Avant que de se lancer dans cette triple équation, il égrène les premiers accords de Chicago, avant que de changer d'avis pour ramener SA Mercedes à la vie (Big City Secrets/97) et répondre ainsi à une demande émanant du public - qui semble surtout avoir confondu les deux : "je sais, oui, mes chansons se ressemblent beaucoup !", lance-t-il alors gaiement en retour - une version travaillée et "sentie" qui ne peut que nous rappeler pourquoi Peter Gabriel l'avait alors signé et choyé en ses studios Real World ! "J'ai été à tes côtés / Toute ma vie, durant...".

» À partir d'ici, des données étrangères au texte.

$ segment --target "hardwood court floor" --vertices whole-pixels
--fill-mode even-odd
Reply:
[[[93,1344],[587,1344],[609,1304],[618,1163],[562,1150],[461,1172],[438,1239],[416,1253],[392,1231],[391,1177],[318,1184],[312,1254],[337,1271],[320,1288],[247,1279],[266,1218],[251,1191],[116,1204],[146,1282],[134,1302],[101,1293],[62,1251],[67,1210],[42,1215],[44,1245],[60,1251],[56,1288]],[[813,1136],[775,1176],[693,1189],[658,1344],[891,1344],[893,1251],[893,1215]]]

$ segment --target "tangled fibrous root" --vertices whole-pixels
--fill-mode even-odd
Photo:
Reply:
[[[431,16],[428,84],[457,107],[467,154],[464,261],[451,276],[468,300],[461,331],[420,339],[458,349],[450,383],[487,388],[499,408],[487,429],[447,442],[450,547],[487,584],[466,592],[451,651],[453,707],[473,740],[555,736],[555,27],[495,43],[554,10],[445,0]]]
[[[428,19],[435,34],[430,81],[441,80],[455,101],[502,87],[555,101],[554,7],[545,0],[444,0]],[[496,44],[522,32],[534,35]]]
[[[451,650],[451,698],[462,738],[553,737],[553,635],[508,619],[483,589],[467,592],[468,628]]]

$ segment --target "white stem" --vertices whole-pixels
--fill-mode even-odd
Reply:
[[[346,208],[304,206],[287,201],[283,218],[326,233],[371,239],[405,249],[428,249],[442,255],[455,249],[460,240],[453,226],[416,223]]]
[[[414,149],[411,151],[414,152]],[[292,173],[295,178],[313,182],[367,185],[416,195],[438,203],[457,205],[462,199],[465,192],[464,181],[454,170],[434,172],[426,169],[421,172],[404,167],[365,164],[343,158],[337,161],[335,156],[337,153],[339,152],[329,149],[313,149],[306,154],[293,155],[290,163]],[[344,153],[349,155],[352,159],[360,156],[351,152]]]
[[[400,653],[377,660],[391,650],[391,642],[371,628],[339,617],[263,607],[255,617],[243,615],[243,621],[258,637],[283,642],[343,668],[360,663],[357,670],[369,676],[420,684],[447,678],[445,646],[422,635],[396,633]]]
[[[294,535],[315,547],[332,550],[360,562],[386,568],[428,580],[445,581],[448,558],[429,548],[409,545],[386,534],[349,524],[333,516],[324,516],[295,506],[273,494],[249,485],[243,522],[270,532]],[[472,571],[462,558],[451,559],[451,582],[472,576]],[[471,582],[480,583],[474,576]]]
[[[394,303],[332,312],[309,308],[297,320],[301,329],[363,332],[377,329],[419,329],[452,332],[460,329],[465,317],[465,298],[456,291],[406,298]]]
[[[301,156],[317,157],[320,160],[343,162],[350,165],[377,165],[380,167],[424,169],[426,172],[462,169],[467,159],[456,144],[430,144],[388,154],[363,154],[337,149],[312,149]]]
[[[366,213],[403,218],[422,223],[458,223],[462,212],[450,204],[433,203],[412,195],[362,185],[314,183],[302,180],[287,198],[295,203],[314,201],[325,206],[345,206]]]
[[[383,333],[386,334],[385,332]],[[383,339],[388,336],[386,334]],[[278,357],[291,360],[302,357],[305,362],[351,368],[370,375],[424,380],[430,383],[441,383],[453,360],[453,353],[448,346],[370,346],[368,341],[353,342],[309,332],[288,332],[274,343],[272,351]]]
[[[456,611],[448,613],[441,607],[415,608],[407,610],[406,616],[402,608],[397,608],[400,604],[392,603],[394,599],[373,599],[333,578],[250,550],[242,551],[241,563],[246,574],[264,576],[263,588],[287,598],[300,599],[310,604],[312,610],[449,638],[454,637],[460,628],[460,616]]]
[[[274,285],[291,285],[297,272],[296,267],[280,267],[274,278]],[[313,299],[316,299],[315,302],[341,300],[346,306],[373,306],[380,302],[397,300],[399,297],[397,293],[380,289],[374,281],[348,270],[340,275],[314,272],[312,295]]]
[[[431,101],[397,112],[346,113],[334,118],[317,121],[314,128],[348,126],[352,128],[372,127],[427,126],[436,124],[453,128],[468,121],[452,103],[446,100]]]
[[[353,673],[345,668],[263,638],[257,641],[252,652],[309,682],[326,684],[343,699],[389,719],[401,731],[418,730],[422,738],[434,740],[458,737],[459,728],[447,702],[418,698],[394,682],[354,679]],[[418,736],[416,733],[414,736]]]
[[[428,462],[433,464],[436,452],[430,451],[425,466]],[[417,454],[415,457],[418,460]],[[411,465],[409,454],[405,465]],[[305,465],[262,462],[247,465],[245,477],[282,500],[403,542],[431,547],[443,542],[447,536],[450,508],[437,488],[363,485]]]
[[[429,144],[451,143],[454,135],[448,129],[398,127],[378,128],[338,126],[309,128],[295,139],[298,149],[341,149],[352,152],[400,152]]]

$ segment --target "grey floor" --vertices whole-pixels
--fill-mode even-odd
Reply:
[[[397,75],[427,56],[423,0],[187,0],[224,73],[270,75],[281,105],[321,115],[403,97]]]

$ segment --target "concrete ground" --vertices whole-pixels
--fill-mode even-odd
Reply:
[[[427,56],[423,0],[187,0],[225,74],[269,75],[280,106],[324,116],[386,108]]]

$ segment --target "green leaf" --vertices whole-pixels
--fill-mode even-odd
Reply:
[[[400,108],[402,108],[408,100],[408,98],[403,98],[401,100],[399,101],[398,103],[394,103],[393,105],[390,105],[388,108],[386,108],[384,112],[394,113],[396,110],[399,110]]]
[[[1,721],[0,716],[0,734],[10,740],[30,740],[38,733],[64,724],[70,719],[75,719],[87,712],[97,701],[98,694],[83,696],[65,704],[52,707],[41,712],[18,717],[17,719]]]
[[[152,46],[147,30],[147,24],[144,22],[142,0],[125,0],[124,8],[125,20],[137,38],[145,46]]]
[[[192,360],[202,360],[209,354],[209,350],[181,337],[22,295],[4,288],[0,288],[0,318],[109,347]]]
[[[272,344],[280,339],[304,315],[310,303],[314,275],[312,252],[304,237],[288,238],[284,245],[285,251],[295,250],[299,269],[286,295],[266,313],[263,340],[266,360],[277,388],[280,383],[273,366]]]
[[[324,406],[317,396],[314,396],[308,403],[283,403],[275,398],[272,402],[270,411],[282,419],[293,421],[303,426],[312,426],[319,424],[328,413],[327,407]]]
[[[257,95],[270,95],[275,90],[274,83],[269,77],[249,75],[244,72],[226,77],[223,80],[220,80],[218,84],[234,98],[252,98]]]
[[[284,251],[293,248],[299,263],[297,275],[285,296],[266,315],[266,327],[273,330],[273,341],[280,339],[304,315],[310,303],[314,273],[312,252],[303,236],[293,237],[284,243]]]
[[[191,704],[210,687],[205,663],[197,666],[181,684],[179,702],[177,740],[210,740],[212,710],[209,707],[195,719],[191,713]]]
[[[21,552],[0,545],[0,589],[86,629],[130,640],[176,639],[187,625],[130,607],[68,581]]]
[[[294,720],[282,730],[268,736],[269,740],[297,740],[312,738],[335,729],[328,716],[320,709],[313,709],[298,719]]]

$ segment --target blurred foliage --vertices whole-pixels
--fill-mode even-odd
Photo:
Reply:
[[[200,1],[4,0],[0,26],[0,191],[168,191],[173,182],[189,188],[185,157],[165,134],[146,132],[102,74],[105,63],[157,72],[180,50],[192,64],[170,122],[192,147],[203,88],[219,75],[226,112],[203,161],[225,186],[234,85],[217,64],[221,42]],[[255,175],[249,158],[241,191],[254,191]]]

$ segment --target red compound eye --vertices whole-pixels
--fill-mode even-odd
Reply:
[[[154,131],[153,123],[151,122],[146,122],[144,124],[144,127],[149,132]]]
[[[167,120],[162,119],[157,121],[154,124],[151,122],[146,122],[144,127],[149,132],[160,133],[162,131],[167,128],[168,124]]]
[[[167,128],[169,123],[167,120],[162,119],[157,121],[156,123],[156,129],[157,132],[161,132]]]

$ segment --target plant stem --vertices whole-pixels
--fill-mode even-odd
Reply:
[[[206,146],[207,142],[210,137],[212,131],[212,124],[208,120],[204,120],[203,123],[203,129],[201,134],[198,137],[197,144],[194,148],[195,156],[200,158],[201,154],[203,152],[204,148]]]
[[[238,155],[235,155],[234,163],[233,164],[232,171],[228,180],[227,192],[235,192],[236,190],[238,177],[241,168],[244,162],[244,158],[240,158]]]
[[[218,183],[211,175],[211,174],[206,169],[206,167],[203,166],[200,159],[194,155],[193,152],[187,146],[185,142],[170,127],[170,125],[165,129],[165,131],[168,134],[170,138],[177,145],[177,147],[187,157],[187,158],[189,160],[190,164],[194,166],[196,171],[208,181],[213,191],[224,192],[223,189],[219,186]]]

Autre surprise, le retour inattendu du magique Black Lexus (l'un des fleurons de l'épastrouillant Nuclear Daydream/09) qui bénéficie des premières notes de basse du placide Mike, histoire de bien nous faire comprendre que le gars est loin d'être rouillé et que son attaque légendaire est toujours d'actualité : "c'est la première fois que nous la jouons avec le groupe, non ?".
Après voir replongé au sein de son double LP "Boogie Christ", à l'aide d'un doublé céleste de haute tenue (The Ballad of Boogie Christ/Saint of Impossible Causes) revisité du rythme et bien plus abouti et "travaillé" que lors de sa dernière venue automnale, il s'immerge au fond des Reed addictions (dont il connaît parfaitement tous les rouages et coûteuses conséquences) et délivre une version très "Velvet" du dantesque Heroin ; durant laquelle on ne peut que constater, que (mené par une section rythmique hors pair) le trio maîtrise on ne peut mieux son sujet : c'est "carré", "au point", mais également capable de digressions et "impros", avec le Joe en folie posté devant en mode brise-glace, qui s'use consciencieusement la pulpe des doigts sur le manche au plus proche de ses fantasmes "Hendrixiens" (mâtinés d'attaques senties et brouillonnes dignes du toujours fringant Loner Neil).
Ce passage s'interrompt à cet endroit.